Eu tinha prometido que ia parar com isso. Não prometi a ninguém em específico, era mais uma coisa comigo mesmo. A coleção estava muito grande, não cabia no armário, já haviam pilhas em cima da mesa… Concordo, tava ficando estranho.
Mas não queria largar de uma vez. Seria muito brusco… Talvez uma mudança gradual, primeiro largo um pouco, depois um pouco mais até sobrar pouco nenhum. Mas meu pouco não acaba, sempre tem um pouco mais. Onde ponho agora? Não dá pra deixar no banheiro.
Quando falo disso, até parece um exagero. São duzentas. Mais ou menos. Mais pra mais do que pra menos.

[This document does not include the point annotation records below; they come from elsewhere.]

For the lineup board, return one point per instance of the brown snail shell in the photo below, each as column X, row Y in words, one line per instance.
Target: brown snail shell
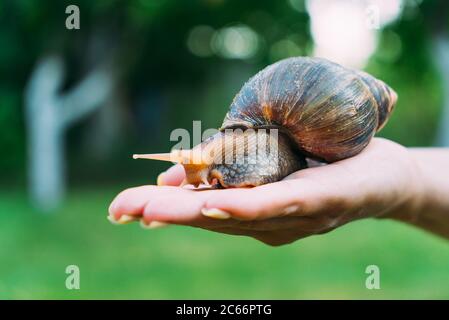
column 321, row 109
column 331, row 112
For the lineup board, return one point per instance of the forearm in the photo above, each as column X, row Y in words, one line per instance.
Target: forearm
column 429, row 208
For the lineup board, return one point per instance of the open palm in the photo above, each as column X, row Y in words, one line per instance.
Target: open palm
column 382, row 181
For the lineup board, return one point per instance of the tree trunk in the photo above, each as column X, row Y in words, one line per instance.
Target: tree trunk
column 441, row 56
column 48, row 115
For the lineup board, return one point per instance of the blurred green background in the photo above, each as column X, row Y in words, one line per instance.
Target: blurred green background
column 136, row 70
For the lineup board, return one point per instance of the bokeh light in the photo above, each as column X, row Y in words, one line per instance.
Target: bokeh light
column 236, row 42
column 199, row 40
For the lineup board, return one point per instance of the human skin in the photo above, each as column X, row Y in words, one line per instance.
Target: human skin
column 386, row 180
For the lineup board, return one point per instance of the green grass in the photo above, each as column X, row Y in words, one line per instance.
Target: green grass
column 124, row 262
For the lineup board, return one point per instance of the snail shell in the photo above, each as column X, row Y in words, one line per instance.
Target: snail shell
column 321, row 110
column 331, row 112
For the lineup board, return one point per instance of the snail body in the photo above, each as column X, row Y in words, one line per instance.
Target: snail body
column 317, row 108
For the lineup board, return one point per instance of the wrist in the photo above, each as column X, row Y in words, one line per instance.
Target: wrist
column 417, row 192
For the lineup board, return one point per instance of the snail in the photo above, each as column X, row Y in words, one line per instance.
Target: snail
column 318, row 110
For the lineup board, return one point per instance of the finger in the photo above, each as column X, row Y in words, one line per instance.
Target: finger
column 267, row 201
column 172, row 177
column 133, row 201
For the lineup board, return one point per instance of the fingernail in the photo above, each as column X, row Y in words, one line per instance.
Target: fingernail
column 124, row 219
column 160, row 179
column 111, row 208
column 153, row 224
column 215, row 213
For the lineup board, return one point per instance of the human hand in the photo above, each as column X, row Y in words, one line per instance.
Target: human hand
column 382, row 181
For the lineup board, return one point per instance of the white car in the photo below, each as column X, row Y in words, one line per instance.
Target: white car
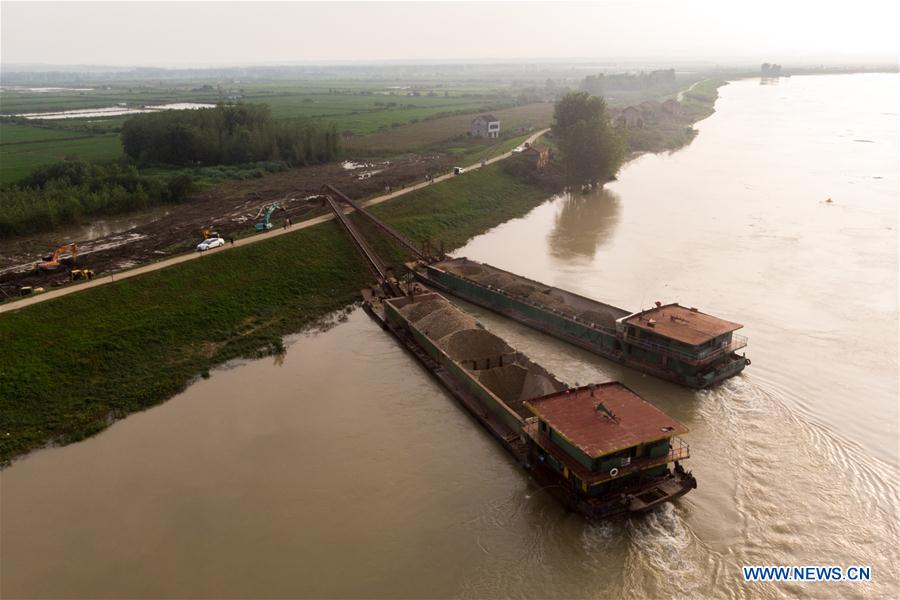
column 209, row 244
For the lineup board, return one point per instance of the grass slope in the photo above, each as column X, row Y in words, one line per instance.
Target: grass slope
column 69, row 366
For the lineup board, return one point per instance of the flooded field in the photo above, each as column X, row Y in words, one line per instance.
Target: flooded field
column 342, row 469
column 111, row 111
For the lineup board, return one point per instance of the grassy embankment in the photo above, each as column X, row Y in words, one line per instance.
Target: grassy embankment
column 68, row 367
column 666, row 132
column 362, row 108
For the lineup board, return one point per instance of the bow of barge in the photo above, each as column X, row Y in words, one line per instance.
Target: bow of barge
column 601, row 449
column 680, row 344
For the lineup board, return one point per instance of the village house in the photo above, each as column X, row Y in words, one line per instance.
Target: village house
column 539, row 156
column 671, row 106
column 487, row 126
column 629, row 118
column 650, row 109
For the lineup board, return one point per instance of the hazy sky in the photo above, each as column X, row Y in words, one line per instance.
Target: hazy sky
column 194, row 33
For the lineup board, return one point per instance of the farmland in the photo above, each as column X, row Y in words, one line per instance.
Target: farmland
column 359, row 108
column 17, row 160
column 429, row 133
column 135, row 343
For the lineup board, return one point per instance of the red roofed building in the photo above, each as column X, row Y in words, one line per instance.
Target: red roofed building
column 605, row 438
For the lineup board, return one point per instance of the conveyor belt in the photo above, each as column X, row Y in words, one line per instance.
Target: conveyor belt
column 332, row 191
column 371, row 258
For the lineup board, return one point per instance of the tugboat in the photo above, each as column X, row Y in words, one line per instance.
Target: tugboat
column 672, row 342
column 604, row 451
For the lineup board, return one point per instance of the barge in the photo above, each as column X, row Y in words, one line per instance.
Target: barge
column 600, row 449
column 673, row 342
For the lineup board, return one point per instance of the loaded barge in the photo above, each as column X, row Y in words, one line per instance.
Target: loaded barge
column 600, row 449
column 673, row 342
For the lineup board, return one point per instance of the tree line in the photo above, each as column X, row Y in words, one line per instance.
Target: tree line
column 67, row 191
column 227, row 135
column 599, row 85
column 592, row 150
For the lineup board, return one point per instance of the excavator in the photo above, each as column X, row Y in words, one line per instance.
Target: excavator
column 207, row 232
column 266, row 213
column 52, row 262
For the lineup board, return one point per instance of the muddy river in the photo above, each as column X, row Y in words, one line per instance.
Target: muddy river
column 342, row 469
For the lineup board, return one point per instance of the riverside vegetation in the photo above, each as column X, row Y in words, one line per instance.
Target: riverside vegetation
column 246, row 135
column 132, row 344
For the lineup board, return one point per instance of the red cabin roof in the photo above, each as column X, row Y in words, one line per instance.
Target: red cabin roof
column 580, row 416
column 686, row 325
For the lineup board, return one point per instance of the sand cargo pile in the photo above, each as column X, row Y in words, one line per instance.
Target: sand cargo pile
column 673, row 342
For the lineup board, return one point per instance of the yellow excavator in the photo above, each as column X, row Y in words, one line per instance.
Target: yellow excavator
column 52, row 262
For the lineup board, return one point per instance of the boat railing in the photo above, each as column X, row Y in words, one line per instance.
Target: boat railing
column 530, row 302
column 678, row 450
column 736, row 343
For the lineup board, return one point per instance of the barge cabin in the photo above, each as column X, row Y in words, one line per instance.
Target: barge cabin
column 600, row 449
column 609, row 449
column 672, row 342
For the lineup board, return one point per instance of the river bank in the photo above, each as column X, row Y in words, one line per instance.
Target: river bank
column 112, row 350
column 342, row 451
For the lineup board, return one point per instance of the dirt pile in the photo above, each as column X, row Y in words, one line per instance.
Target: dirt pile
column 474, row 344
column 445, row 321
column 230, row 209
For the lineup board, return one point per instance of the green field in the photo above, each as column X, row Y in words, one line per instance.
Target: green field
column 18, row 160
column 112, row 350
column 13, row 133
column 360, row 107
column 428, row 134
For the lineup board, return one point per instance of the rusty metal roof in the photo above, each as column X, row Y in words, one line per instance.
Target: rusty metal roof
column 579, row 417
column 686, row 325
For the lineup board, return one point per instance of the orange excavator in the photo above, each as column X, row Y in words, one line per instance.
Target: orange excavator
column 52, row 261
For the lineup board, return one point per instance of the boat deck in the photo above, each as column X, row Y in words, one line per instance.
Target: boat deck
column 535, row 292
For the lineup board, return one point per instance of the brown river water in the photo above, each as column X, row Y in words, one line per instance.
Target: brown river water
column 341, row 469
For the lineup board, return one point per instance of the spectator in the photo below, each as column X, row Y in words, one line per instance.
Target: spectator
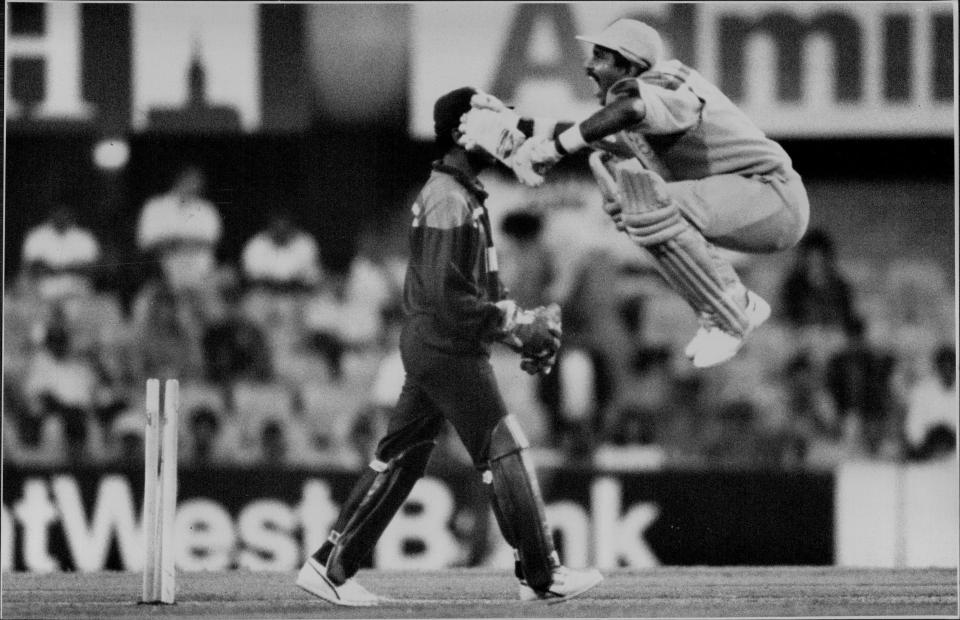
column 811, row 429
column 348, row 312
column 235, row 347
column 815, row 292
column 181, row 230
column 735, row 441
column 526, row 262
column 59, row 256
column 209, row 441
column 282, row 258
column 61, row 387
column 931, row 419
column 859, row 379
column 165, row 338
column 126, row 445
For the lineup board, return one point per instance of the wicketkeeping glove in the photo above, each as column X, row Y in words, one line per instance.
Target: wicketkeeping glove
column 535, row 334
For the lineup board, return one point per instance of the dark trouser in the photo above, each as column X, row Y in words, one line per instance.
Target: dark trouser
column 462, row 389
column 459, row 388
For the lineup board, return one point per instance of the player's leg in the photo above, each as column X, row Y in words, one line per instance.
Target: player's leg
column 519, row 510
column 727, row 311
column 401, row 459
column 498, row 448
column 759, row 214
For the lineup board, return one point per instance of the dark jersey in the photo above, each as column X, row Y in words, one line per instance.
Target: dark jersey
column 451, row 283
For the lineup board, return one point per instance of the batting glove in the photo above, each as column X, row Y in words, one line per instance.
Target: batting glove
column 535, row 334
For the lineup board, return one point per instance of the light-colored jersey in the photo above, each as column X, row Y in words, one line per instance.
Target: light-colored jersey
column 692, row 127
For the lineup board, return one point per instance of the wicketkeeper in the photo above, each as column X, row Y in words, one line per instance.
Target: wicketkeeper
column 682, row 171
column 454, row 311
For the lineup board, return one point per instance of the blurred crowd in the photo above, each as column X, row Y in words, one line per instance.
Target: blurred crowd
column 286, row 358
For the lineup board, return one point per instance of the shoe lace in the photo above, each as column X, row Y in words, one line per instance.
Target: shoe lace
column 707, row 320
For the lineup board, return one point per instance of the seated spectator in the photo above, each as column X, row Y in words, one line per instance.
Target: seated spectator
column 62, row 386
column 931, row 419
column 282, row 258
column 810, row 432
column 208, row 439
column 165, row 337
column 348, row 311
column 859, row 379
column 814, row 291
column 735, row 440
column 59, row 256
column 181, row 230
column 125, row 440
column 526, row 262
column 234, row 347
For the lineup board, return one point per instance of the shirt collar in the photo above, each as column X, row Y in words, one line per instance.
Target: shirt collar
column 471, row 183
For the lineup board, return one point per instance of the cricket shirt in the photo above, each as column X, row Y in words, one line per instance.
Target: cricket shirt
column 692, row 127
column 451, row 283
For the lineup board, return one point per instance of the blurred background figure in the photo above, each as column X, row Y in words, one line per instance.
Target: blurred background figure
column 931, row 418
column 164, row 338
column 859, row 379
column 60, row 257
column 811, row 429
column 527, row 263
column 348, row 312
column 234, row 346
column 181, row 230
column 61, row 389
column 814, row 291
column 282, row 258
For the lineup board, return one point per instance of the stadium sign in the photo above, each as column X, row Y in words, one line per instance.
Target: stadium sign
column 797, row 69
column 177, row 67
column 87, row 520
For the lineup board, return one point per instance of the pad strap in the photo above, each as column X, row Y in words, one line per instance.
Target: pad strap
column 517, row 503
column 372, row 503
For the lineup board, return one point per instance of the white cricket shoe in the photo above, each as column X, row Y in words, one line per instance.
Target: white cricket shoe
column 313, row 578
column 711, row 345
column 567, row 583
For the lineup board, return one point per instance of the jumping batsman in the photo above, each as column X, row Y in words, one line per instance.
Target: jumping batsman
column 682, row 170
column 454, row 311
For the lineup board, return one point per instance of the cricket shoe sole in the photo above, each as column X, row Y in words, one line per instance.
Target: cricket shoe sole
column 313, row 578
column 567, row 583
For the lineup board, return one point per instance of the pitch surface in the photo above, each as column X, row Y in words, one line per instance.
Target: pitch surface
column 477, row 593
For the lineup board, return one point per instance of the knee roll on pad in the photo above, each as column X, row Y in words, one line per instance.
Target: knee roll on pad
column 517, row 503
column 372, row 504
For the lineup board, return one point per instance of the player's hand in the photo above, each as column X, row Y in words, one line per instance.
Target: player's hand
column 655, row 226
column 494, row 132
column 486, row 101
column 615, row 211
column 535, row 334
column 533, row 159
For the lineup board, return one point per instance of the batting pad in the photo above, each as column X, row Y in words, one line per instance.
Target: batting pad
column 685, row 259
column 518, row 504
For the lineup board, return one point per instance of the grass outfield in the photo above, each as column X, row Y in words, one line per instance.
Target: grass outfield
column 479, row 593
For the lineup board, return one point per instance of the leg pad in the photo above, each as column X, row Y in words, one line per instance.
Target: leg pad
column 373, row 502
column 518, row 505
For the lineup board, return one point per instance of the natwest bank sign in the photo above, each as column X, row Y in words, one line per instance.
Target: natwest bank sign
column 798, row 69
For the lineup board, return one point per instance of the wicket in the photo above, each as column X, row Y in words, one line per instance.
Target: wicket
column 160, row 492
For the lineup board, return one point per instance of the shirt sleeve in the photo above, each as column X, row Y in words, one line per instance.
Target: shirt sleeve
column 671, row 106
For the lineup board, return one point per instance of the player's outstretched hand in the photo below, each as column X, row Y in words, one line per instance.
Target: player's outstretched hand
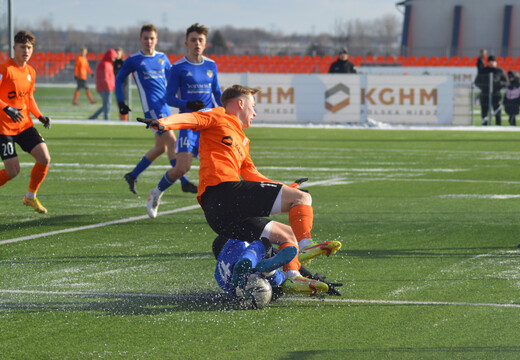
column 151, row 123
column 195, row 105
column 14, row 113
column 123, row 108
column 46, row 121
column 296, row 184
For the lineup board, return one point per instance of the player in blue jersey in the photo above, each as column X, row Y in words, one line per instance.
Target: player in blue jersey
column 150, row 70
column 236, row 259
column 192, row 85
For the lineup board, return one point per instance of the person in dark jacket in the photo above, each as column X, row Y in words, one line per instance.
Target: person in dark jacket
column 342, row 65
column 481, row 61
column 105, row 83
column 498, row 82
column 512, row 97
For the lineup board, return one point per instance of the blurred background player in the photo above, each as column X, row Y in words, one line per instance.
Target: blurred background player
column 118, row 63
column 81, row 72
column 512, row 97
column 105, row 83
column 17, row 80
column 234, row 195
column 192, row 85
column 150, row 70
column 491, row 94
column 342, row 65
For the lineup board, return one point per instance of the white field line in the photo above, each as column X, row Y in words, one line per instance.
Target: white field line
column 305, row 299
column 372, row 126
column 93, row 226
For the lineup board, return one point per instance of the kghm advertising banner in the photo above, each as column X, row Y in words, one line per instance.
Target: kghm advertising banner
column 342, row 99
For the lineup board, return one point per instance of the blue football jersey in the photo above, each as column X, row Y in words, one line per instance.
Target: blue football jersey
column 193, row 81
column 233, row 251
column 150, row 75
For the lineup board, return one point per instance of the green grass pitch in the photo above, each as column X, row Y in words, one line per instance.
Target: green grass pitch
column 429, row 222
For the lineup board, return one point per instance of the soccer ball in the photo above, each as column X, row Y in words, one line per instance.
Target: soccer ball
column 256, row 292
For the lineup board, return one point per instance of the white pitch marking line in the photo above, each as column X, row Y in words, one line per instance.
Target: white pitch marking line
column 177, row 296
column 93, row 226
column 403, row 302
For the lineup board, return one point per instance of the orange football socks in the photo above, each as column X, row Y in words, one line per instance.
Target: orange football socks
column 300, row 220
column 294, row 264
column 4, row 177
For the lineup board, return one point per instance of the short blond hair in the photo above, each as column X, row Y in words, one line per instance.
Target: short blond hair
column 236, row 91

Acho que não vale doar. Ninguém vai querer.
Eu não preciso delas – não faz sentido colecionar coisa que se precisa. Algumas estão meio quebradas, essas eu peguei em acidente. Outras estão novas, na embalagem – é que gosto de visitar o Nicolau e quando tem dinheiro na conta eu compro. Ajudo nós dois, ele ganha comissão e eu fico com minha coisa.
Já não compro tanto. Antes era uma por semana, agora uma por mês. Sinal de melhora, aposto. Gastar dinheiro com porcaria não faz sentido, loucura na certa. Se não rola dinheiro, não tem problema.
Promessa não é dívida. É um outro negócio esquisito, que a gente faz, sente remorso e deixa de lado (e ainda bem que não tem credor). Nem sei quantas eu não cumpri, mas acho que em um bom número delas eu dei cabo, não que precisasse – fiz mais por fazer. Mas essa última tá difícil, gosto tanto de juntar minhas coisinhas, tenho que parar por quê?
Vontade de parar um dia eu até tenho, mas acho que ela tá indo embora sei lá pra onde. Certeza de uma coisa: só não paro agora porque não quero.